Memorandum: Petitioner commenced this proceeding pursuant to CPLR article 78 seeking review of the determination revoking his parole. We reject petitioner’s contention that respondent improperly denied him a preliminary hearing. Contrary to the contention of petitioner, he was not entitled to a preliminary hearing pursuant to Executive Law § 259-i (3) (c) (i) inasmuch as he had been convicted upon his plea of guilty of a new crime (see id.; People ex rel. Johnson v Russi, 258 AD2d 346, 347 [1999], appeal dismissed and lv denied 93 NY2d 945 [1999]).
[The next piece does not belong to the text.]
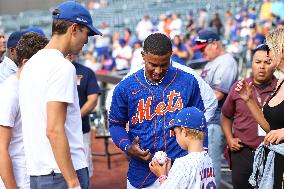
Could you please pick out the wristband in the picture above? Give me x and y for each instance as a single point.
(162, 178)
(76, 187)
To the extent that petitioner became eligible for a preliminary hearing when he withdrew his plea on March 10, 2004, he should have raised that issue at the first appearance for the final revocation hearing on March 18, 2004, at which time the Hearing Officer would have “had an opportunity of effectively” addressing the matter (CPL 470.05 [2]; see generally People ex rel. Martinez v New York State Bd. of Parole, 56 NY2d 588, 590 [1982]). His failure to do so renders this issue unpreserved for our review, and we further note that petitioner failed to exhaust his administrative remedies with respect to this issue (see generally Matter of Shapard v Zon, 30 AD3d 1098 [2006]). The determination that petitioner violated the conditions of his parole is supported by substantial evidence (see Matter of Mosley v Dennison, 30 AD3d 975, 976 [2006], lv denied 7 NY3d 712 [2006]; Matter of Westcott v New York State Bd. of Parole, 256 AD2d 1179, 1180 [1998]). Contrary to the contention of petitioner, he was not found guilty solely on the basis of inadmissible hearsay. Rather, the inculpatory statements made by petitioner to his parole officer were admissible under the exception to the hearsay rule for party admissions (see People v Thomas, 300 AD2d 1034, 1035 [2002], lv denied 99 NY2d 633 [2003]). Nor do we agree with petitioner that the 15-month time assessment against him was excessive in light of the mitigating evidence that he presented (see 9 NYCRR 8005.20 [c] [1] [vi]). We have examined petitioner’s remaining contentions and conclude that they are lacking in merit. Present—Hurlbutt, J.P., Gorski, Smith, Fahey and Green, JJ.